Jugoslav Vasović

Personal information
- Born: 31 May 1974 (age 52) Belgrade, Yugoslavia

Sport
- Sport: Water polo

Medal record
Representing Yugoslavia
Olympic Games
| Bronze medal – third place | 2000 Sydney | Team competition |

= Jugoslav Vasović =

Serbian water polo player

Jugoslav Vasović (born 31 May 1974 in Belgrade, SR Serbia, SFR Yugoslavia) is a Serbian retired water polo player who played for FR Yugoslavia at the 2000 Summer Olympics.

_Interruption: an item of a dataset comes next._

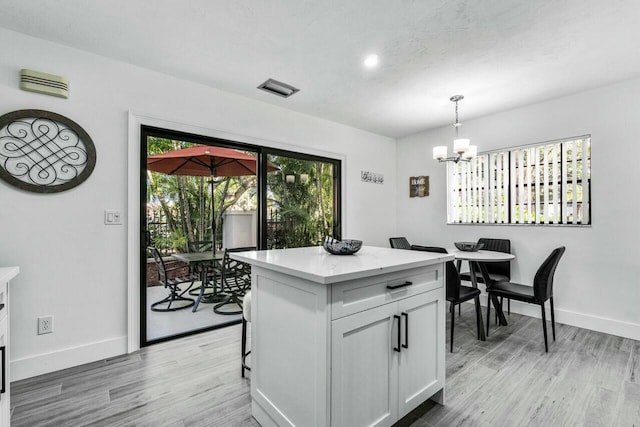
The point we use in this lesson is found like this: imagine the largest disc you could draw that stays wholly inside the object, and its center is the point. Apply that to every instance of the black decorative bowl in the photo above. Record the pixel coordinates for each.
(468, 246)
(341, 247)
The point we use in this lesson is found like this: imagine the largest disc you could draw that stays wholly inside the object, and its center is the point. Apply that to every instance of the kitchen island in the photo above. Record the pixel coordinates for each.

He retired from the sport in 2012 after playing the last season with Red Star Belgrade. His older brother Anto Vasović (water polo)|Anto Vasović also played water polo professionally.

==Club career==
After starting out in the VK Partizan youth system, Vasović moved to Jadran Split where he got his first taste of full squad water polo at the Mediterranean Cup in İzmir.

===Clubs===
- 1990–91 - Jadran Split
- 1991–94 - Red Star Belgrade
- 1994–95 - VK Budva
- 1995–01 - VK Bečej
- 2001–02 - AC Palaio Faliro
- 2002–03 - RN Florentia
- 2003–04 - Shturm Chekhov
- 2004–05 - VK Partizan
- 2005–08 - RN Florentia
- 2008–09 - VK Partizan
- 2009–11 - Al-Qadisiya
- 2011–12 - Red Star Belgrade

==Personal==
Vasović's son Anto, named after Jugoslav's older brother, is a professional footballer.

He also has 3 children: 2 sons (Anto and Marko) and a daughter Teodora.